Thousands of UAE businesses have completed their corporate tax registration and many have assumed that completing registration means the compliance work is done. It is not.
Registration gives you a Tax Registration Number. Filing the corporate tax return is a separate, subsequent obligation and it is one that carries real financial penalties if missed or handled incorrectly.
The corporate tax return filing UAE deadline is tied to your financial year end, not a single calendar date that applies to every business. This means different businesses have different deadlines and not knowing yours is not a defence against penalties.
This guide explains exactly who must file, when the deadline falls for your business, how to file through the EmaraTax portal, and what happens if something goes wrong.
Corporate Tax Registration vs Corporate Tax Return Filing What's the Difference?
Registration Getting Your Tax Number
Corporate tax registration is the process of enrolling with the Federal Tax Authority and receiving a Tax Registration Number (TRN). It confirms that your business is a registered taxable person under UAE corporate tax law.
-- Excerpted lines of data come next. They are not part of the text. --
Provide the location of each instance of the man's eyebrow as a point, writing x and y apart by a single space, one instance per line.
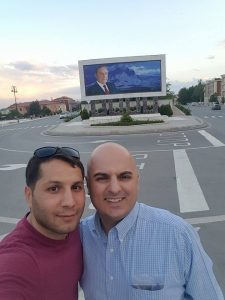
100 174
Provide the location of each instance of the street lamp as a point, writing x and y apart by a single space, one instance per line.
14 91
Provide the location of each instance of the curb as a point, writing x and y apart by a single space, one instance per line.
136 129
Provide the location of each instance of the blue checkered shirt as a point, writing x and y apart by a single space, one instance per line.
150 254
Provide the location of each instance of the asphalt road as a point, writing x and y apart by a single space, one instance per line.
195 158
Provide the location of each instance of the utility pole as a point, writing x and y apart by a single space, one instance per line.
14 91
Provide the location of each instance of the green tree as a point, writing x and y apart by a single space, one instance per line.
46 111
126 118
183 96
213 98
34 108
14 114
84 114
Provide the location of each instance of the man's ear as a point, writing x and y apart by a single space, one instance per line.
86 178
28 195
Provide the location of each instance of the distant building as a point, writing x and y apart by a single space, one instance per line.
69 102
4 111
212 87
223 86
53 106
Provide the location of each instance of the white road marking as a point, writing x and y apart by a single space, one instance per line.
80 143
91 206
190 195
12 167
140 156
197 228
214 141
2 236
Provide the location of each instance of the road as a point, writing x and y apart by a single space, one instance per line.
183 172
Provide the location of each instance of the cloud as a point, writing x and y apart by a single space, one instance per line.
37 81
176 85
221 43
30 69
21 66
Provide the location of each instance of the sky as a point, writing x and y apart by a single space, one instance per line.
42 41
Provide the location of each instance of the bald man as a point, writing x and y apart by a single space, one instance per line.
134 251
102 86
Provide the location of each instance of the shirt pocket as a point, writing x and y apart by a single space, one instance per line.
147 282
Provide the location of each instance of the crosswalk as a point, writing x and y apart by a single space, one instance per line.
4 129
214 117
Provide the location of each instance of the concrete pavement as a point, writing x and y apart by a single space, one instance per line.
83 128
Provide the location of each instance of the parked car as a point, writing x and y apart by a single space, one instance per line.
216 106
63 115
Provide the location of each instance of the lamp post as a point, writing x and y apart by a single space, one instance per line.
14 91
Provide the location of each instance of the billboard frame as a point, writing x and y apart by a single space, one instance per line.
105 61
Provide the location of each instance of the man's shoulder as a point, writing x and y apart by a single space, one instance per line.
88 221
162 217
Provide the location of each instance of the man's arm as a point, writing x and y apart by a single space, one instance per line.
19 277
201 283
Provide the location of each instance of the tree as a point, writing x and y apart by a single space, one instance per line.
192 94
84 114
213 98
46 111
183 96
34 108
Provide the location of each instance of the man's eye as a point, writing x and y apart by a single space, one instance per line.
125 176
79 187
53 189
101 178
Registration is mandatory and must be completed by the deadline applicable to your business which most businesses operating in the UAE have now done.
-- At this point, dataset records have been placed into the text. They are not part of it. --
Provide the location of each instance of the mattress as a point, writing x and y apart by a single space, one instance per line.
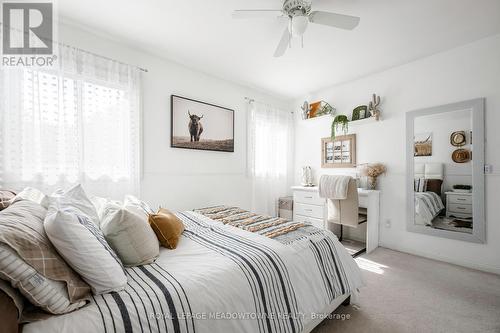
222 278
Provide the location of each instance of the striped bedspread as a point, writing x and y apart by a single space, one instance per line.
278 228
221 279
428 205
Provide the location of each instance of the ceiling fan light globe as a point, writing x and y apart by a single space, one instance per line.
299 25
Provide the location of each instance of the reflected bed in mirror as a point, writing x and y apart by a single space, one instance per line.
445 175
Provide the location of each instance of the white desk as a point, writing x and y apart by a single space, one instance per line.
309 207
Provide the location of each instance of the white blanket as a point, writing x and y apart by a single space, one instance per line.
221 279
333 187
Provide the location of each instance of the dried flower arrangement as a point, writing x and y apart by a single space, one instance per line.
372 171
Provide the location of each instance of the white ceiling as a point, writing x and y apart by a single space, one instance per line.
202 35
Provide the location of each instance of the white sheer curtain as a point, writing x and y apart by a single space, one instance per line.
77 124
270 155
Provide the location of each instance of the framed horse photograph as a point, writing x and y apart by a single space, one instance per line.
200 125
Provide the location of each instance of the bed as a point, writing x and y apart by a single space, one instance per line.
233 271
428 201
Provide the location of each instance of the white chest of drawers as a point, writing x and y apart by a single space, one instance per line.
309 207
458 204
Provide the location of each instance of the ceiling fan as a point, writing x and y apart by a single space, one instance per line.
299 14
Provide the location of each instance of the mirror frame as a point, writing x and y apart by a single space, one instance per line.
478 138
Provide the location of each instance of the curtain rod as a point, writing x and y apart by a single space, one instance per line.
101 56
82 50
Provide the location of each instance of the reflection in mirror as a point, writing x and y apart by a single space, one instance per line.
443 171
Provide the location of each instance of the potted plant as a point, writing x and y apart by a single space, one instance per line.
341 122
372 171
462 188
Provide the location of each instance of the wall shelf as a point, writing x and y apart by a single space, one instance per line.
364 121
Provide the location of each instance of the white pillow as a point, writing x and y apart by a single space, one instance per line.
72 227
138 206
82 245
100 205
74 197
30 194
130 235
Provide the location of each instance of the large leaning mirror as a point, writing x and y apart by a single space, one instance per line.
445 171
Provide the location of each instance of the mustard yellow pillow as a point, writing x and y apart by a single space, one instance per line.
167 227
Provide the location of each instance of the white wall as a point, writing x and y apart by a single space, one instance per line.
177 178
464 73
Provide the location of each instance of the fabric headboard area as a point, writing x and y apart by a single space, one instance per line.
433 173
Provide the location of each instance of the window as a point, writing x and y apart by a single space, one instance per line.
76 125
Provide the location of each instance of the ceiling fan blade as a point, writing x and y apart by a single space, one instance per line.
334 20
256 13
283 44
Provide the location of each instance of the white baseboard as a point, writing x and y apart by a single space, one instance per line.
455 261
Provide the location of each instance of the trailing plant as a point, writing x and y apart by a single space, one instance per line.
342 122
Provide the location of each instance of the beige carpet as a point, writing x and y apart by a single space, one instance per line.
406 293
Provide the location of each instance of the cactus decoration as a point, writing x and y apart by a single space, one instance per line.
305 110
342 122
373 107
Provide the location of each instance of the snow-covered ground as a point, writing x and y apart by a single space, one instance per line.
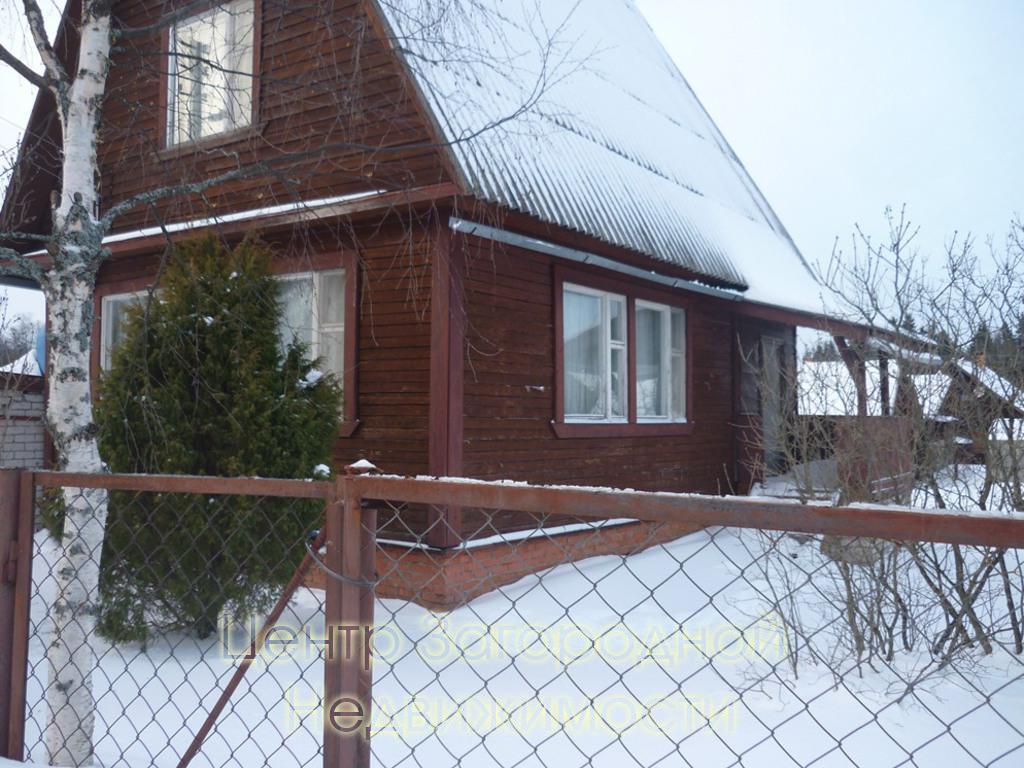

Return Filing Reporting Your Income and Paying Tax
The corporate tax return is a separate filing submitted annually in which you report your taxable income for the financial year, apply any applicable exemptions or reliefs, calculate the tax due, and pay it. Return filing is the mechanism through which your actual tax liability is determined and settled with the FTA. Registration does not substitute for this.
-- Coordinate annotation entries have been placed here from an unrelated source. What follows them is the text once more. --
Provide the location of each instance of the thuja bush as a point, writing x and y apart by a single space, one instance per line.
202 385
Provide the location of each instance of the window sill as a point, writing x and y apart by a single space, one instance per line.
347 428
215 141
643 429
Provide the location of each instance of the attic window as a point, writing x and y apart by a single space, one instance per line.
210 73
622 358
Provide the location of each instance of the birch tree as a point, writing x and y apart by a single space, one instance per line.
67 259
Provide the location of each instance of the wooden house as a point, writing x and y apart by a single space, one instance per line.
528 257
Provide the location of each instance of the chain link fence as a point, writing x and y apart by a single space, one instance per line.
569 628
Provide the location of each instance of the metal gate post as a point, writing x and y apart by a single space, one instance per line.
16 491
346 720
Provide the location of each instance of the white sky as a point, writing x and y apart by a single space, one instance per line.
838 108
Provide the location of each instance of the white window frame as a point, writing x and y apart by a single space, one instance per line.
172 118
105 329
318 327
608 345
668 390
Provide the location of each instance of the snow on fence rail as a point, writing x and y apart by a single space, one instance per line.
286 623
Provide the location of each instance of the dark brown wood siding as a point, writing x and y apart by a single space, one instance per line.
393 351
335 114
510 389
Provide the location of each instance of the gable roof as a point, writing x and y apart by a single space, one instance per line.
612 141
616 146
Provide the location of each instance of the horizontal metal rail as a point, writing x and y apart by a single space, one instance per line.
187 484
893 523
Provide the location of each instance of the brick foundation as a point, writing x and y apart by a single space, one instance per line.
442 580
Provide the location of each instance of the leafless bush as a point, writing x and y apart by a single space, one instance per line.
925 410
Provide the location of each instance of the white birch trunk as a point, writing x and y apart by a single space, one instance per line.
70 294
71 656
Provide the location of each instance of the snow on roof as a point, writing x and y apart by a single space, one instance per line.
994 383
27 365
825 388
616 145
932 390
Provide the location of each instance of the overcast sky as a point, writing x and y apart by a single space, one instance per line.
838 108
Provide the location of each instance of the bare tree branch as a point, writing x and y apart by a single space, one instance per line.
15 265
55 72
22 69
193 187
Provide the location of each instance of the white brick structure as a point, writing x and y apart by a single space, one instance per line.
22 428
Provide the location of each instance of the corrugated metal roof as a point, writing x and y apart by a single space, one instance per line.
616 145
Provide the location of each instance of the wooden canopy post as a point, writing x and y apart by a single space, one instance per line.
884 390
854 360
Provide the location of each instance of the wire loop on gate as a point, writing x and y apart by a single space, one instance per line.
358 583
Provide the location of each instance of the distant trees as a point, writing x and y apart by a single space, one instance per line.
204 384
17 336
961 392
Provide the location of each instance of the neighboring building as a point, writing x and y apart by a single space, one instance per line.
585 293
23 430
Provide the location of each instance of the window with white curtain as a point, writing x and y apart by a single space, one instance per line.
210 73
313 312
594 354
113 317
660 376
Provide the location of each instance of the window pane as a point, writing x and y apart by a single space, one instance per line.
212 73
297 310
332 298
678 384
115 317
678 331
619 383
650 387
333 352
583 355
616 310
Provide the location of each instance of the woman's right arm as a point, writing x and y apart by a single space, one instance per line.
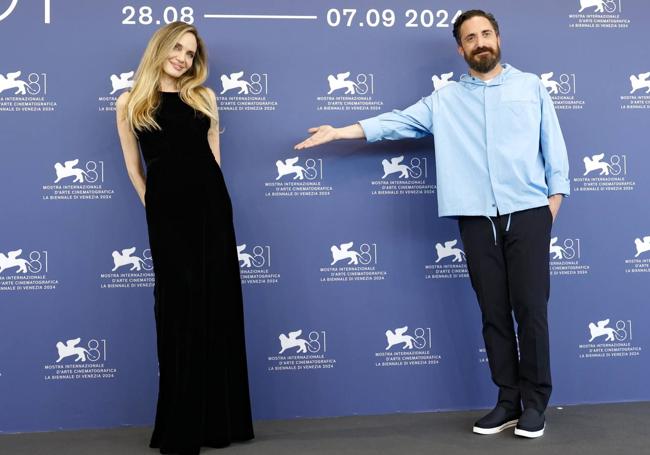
130 147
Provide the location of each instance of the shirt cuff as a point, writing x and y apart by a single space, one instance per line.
372 129
559 185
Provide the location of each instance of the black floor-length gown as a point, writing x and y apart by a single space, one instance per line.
203 398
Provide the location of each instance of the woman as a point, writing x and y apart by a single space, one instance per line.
203 397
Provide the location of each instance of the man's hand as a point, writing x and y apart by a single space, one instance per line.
554 203
326 133
319 135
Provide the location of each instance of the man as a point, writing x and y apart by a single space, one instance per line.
502 170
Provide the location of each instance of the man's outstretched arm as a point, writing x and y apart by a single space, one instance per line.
327 133
413 122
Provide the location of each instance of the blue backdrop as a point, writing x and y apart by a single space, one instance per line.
357 299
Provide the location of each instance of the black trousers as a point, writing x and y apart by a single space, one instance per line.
507 258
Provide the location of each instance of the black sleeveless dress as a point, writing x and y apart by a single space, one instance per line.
203 397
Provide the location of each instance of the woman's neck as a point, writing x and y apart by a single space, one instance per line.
168 83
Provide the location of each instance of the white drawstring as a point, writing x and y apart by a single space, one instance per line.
494 229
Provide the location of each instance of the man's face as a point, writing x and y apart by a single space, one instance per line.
479 44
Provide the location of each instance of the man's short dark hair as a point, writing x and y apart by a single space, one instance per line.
470 14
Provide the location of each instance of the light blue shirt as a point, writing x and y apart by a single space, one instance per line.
498 145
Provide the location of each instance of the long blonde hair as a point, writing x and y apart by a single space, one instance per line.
145 96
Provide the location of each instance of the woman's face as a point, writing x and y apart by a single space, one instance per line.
181 57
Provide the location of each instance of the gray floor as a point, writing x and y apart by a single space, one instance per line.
585 430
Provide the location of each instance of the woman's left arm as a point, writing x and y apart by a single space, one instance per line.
213 132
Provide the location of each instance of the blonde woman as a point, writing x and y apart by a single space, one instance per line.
171 118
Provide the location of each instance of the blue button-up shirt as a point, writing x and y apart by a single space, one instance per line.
498 145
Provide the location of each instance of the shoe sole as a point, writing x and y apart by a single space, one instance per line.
495 430
529 434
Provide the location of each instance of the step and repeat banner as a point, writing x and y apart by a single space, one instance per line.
357 296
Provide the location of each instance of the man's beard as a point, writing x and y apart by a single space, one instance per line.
484 63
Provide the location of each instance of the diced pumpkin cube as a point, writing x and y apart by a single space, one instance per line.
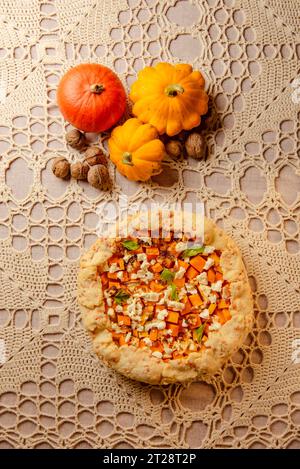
124 320
216 258
179 282
211 275
152 253
174 328
187 308
157 267
122 340
168 262
218 276
176 355
191 273
156 287
193 321
183 264
113 283
104 279
173 317
226 314
112 275
153 335
195 300
198 263
148 308
113 260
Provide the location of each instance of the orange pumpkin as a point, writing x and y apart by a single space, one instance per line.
91 97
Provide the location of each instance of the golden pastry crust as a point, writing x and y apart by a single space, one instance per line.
139 363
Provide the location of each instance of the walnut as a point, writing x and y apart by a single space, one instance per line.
94 155
76 139
195 146
61 167
98 177
79 170
174 148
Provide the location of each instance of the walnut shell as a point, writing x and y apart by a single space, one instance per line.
174 148
98 177
195 146
94 155
79 171
76 139
61 167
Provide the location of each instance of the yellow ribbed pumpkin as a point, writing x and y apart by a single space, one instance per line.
170 97
136 151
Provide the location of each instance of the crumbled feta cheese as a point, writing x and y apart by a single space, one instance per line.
147 341
212 298
209 263
180 273
208 250
191 288
162 314
146 239
215 326
155 324
204 314
127 337
109 301
175 304
217 286
202 278
127 257
205 290
180 246
141 257
152 296
184 323
226 292
144 275
114 268
167 349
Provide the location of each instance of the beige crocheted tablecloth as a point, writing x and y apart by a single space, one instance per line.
53 391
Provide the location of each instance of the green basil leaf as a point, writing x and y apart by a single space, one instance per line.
174 292
130 245
167 275
121 297
199 332
191 252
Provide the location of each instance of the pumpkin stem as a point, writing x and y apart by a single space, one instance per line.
97 88
127 158
174 90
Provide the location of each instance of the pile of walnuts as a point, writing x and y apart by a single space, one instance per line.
189 143
92 168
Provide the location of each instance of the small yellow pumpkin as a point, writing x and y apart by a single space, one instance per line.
170 97
135 149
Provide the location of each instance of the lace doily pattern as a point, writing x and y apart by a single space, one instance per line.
53 391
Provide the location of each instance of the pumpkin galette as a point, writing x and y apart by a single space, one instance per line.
163 310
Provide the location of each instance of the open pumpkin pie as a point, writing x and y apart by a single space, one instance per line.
163 310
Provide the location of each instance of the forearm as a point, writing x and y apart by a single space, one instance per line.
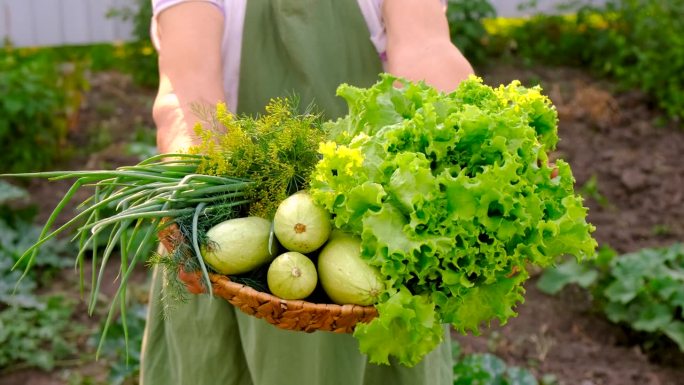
419 45
438 63
190 71
175 113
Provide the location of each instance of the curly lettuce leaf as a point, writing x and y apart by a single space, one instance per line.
404 320
452 196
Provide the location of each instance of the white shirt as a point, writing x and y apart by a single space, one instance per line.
231 47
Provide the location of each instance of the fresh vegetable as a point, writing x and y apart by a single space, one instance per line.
275 151
345 277
453 199
238 245
292 275
300 224
163 186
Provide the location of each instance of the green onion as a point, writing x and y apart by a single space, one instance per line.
155 189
Why Completing Registration Does Not Mean You Are Done
This is one of the most common misunderstandings businesses have about UAE corporate tax. Registering confirms your existence as a taxable person. Filing the return and paying any tax due is what fulfils your annual compliance obligation. Every registered business must file a return for each financial year, regardless of whether tax is owed.
Who Must File a Corporate Tax Return in UAE?
- All Registered Taxable Persons Every business that has registered for UAE corporate tax is required to file a corporate tax return for each financial year covered by the registration. This applies to UAE mainland companies, free zone businesses, and foreign companies that are effectively managed from the UAE.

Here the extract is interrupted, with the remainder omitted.